COVID-19 (coronavirus) Featured Fitness Mental health Wellness

Why walking regularly could be better for you than you expect

Written by Lindsay Smith

The COVID-19 pandemic has forced people to find different ways of staying active, and walking has been a popular choice: affordable, accessible for many and low-impact with the added bonus of getting you out of the house during lockdowns.

Now that restrictions are being lifted, is it still worth maintaining that walking habit? Dr. Peter Broadhurst, a physical medicine and rehabilitation physician at Sunnybrook, and Kaleigh Starritt, an occupational therapist at Sunnybrook, share some of the physical and mental health benefits you can expect from walking regularly, and it might be enough to convince you to keep it up.

Physical benefits

Your body can experience significant physical benefits from a consistent walking routine.

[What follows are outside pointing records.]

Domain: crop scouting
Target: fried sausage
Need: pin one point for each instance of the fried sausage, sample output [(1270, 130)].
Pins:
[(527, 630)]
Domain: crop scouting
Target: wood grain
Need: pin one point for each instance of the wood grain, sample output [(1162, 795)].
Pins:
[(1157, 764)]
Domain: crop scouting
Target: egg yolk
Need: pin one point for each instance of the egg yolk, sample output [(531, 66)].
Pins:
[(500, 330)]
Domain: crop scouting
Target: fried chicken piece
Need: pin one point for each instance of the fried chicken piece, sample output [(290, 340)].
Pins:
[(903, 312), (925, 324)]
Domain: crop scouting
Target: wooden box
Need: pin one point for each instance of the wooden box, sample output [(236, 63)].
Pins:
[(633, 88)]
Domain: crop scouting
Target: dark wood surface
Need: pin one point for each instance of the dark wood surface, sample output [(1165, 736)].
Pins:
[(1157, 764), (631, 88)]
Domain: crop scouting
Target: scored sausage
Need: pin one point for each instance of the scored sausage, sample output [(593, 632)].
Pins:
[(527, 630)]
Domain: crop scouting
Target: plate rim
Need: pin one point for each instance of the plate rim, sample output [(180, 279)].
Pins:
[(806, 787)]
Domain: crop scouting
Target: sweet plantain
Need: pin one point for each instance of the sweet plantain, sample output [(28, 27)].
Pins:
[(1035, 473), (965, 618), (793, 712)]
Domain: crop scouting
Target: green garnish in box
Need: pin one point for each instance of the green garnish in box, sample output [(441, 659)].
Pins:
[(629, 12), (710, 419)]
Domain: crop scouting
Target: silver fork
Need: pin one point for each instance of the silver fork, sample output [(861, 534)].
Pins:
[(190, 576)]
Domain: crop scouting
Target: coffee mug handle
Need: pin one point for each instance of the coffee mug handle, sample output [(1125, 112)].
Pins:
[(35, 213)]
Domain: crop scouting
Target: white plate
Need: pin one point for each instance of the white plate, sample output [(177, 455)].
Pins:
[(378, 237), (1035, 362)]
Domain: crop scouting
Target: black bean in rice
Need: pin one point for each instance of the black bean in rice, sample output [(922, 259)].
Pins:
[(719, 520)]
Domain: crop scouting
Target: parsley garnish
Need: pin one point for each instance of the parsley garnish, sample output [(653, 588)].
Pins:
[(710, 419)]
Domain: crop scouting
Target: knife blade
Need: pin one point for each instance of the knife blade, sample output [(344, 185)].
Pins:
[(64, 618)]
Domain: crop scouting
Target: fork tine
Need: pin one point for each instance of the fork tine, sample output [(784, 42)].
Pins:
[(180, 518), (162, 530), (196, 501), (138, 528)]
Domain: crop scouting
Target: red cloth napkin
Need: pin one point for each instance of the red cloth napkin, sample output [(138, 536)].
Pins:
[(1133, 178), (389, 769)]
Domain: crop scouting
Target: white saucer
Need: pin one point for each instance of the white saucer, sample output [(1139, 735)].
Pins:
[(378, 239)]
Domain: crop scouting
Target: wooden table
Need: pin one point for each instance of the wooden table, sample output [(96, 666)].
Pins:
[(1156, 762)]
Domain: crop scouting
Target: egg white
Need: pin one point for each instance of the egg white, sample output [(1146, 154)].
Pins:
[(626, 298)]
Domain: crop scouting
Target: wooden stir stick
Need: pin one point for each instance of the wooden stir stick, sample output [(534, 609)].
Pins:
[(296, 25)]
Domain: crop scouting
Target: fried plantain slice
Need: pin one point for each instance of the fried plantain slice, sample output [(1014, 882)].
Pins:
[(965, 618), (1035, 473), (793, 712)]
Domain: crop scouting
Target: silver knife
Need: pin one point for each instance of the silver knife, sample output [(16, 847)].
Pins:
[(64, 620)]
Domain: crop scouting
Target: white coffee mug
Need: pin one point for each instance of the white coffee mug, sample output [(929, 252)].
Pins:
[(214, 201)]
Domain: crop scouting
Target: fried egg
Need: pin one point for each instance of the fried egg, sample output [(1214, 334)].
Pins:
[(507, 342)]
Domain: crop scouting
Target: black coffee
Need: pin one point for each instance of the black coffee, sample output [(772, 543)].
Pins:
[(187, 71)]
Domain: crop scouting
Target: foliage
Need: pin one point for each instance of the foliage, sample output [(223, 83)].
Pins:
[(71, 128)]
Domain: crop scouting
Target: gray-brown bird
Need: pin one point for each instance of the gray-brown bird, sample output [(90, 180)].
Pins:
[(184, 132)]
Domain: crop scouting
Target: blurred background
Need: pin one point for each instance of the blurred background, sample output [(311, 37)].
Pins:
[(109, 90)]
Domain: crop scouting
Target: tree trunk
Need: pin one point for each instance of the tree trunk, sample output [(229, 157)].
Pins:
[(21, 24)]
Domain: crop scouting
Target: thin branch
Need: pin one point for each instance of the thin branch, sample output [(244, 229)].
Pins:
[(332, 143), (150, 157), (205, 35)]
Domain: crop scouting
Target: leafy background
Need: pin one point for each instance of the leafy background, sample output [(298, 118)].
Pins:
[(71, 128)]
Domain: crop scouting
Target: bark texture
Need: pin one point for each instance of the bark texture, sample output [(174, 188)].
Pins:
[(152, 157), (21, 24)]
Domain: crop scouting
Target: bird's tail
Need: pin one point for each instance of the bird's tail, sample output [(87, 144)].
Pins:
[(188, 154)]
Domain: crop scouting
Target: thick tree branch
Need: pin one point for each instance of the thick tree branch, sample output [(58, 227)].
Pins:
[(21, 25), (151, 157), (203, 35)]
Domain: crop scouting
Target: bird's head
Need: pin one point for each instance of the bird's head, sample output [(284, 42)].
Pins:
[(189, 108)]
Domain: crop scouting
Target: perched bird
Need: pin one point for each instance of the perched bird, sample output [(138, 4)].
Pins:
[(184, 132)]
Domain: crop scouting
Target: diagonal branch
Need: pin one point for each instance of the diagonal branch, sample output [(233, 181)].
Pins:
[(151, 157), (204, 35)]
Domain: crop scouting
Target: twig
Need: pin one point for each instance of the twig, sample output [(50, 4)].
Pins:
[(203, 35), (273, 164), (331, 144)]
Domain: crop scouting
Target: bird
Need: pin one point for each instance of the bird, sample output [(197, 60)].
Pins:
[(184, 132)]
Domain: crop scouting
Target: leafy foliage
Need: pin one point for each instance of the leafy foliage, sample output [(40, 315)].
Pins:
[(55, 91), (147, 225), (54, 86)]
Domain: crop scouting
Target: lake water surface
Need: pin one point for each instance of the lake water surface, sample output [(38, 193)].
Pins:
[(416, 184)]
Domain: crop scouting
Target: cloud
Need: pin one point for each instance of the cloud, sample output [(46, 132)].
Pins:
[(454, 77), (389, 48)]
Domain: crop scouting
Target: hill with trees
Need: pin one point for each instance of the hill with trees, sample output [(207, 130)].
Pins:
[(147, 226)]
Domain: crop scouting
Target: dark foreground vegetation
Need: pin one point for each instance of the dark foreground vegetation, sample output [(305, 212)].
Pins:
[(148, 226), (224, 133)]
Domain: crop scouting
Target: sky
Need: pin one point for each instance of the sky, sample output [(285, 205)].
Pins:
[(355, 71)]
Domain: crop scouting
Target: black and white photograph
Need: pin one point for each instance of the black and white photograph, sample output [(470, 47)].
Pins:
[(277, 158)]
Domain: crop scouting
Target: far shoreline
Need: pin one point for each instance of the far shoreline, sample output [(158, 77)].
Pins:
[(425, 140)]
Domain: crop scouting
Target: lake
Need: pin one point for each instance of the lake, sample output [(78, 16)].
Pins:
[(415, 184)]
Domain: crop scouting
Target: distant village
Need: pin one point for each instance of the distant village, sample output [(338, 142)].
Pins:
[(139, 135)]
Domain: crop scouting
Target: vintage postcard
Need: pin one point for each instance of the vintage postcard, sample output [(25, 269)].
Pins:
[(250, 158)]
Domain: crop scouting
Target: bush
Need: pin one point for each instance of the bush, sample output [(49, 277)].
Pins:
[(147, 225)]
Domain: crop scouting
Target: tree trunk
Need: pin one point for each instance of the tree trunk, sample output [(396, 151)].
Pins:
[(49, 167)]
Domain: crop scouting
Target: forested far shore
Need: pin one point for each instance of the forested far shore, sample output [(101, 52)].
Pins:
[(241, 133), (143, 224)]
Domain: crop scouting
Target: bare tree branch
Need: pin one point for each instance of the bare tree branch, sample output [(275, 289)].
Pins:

“We know that people who do a regular walking program … have been shown to have reductions in their resting blood pressure, resting heart rates, their total cholesterol levels,” says Dr. Broadhurst. “And then we see increases in their ability to distribute oxygen successfully to the different tissues in the body.”

Of course, walking is not an option for everyone and there are physical limitations that can prevent a person from taking up a regular walking routine, says Dr. Broadhurst.

“When we think of various types of mobility impairments, some people can’t walk, but it doesn’t mean they shouldn’t locomote—another term we sometimes use—which is how you get from point A to point B,” he says. “Walking is obviously the most conventional way of doing that, but it’s not always applicable to every person out there.”

Get that heart rate up

Dr. Broadhurst says anyone over 18 can follow Canada’s exercise guidelines and aim for 150 minutes of moderate to vigorous activity per week, in increments of 10 minutes or more.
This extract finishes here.